Barred Pencilfish, Comma Pencilfish (Nannostomus espei)
Family: Lebiasinidae, Subfamily Pyrrhulininae
Common Names: Barred Pencilfish, Comma Pencilfish
Origin and Habitat: Mazaruni River basin, Guyana. Found in small slow-flowing creeks and streams.
Compatibility/Temperament: Very peaceful, suitable for a soft acidic water aquarium of similar small peaceful characins, small catfish and loaches, rasbora, dwarf cichlids, rarer (small) gourami. Active tankmates will make it nervous and it may not eat.
Barred Pencilfish Diet
Carnivorous, it will accept most prepared foods such as flake, insects, frozen daphnia, brine shrimp. Wingless fruit flies would be a treat.
Attains 1.33 inches.
Minimum Tank Suggestion
24 inches in length
Water parameters for Barred Pencilfish
Soft (hardness below 10 dGH) acidic (pH below 7.0) water, temperature 22-26C/72-79F.
One of the rarer pencilfish, difficult to catch in its habitat. Must be kept in a group of at least six but preferably more, with a good ratio of females to males to avoid males driving the females too hard. Males will challenge each other with no damage. The species prefers the middle and upper levels in the aquarium, swimming and browsing plant leaves.
Females are stockier than males, and the golden stripe has less "sparkle" than on the male.

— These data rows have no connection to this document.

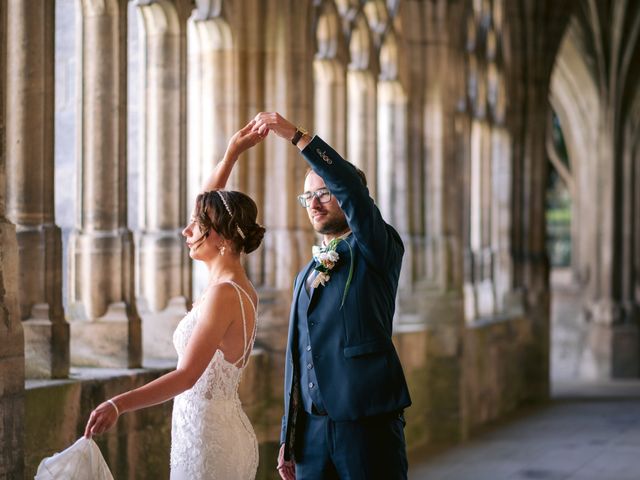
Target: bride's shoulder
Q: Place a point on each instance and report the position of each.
(218, 298)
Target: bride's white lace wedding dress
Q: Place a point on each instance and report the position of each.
(211, 436)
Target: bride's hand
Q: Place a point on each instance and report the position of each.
(101, 419)
(244, 139)
(286, 468)
(273, 121)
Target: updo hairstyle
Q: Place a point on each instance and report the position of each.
(212, 214)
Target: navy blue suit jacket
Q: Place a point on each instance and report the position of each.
(357, 368)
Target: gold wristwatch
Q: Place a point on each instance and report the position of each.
(298, 135)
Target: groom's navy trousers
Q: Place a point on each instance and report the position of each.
(345, 390)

Spawning will occur in very soft acidic water in a well-planted tank, and follows the standard characin method. Adults will eat the eggs if not removed.
This species possess an adipose fin (not all pencilfish do), and it shares with all pencilfish a small terminal mouith that is always open. It differs from other species in that it retains its colour pattern day and night. The other known pencilfish species all have a diurnal colour pattern; during darkness, the horizontal line breaks up into a series of dashes comparable to the permanent pattern of the subject species.
All pencilfish are found in the tribe Nannostomini in the subfamily Pyrrhulininae. The subject species was originally described as Poecilobrycon espei (Meinken, 1956) until Weitzman (1966) established it in Nannostomus, and subsequently combined the three then-existing genera into the single genus (Weitzman & Cobb 1975); Gery (1977) separated them into two genera, Nannostomus and Nannobrycon, largely on the basis of the swimming position. Weitzman & Weitzman in Reis et al. (2003) combined the species into the single genus Nannostomus which now includes all described pencilfish. The genus name Nannostomus comes from the Greek meaning "small mouth."
Gery, Jacques (1977) Characoids of the World, TFH Books.
Reis, R.E., S.O. Kullander & C.J. Ferraris Jr. (2003), Check list of the freshwater fishes of South and Central America.
Weitzman, Stanley H. & J.S. Cobb (1975), "A revision of the South American fishes of the genus Nannostomus Gunther (family Lebiasinidae)," Smithsonian Contributions to Zoology No. 186.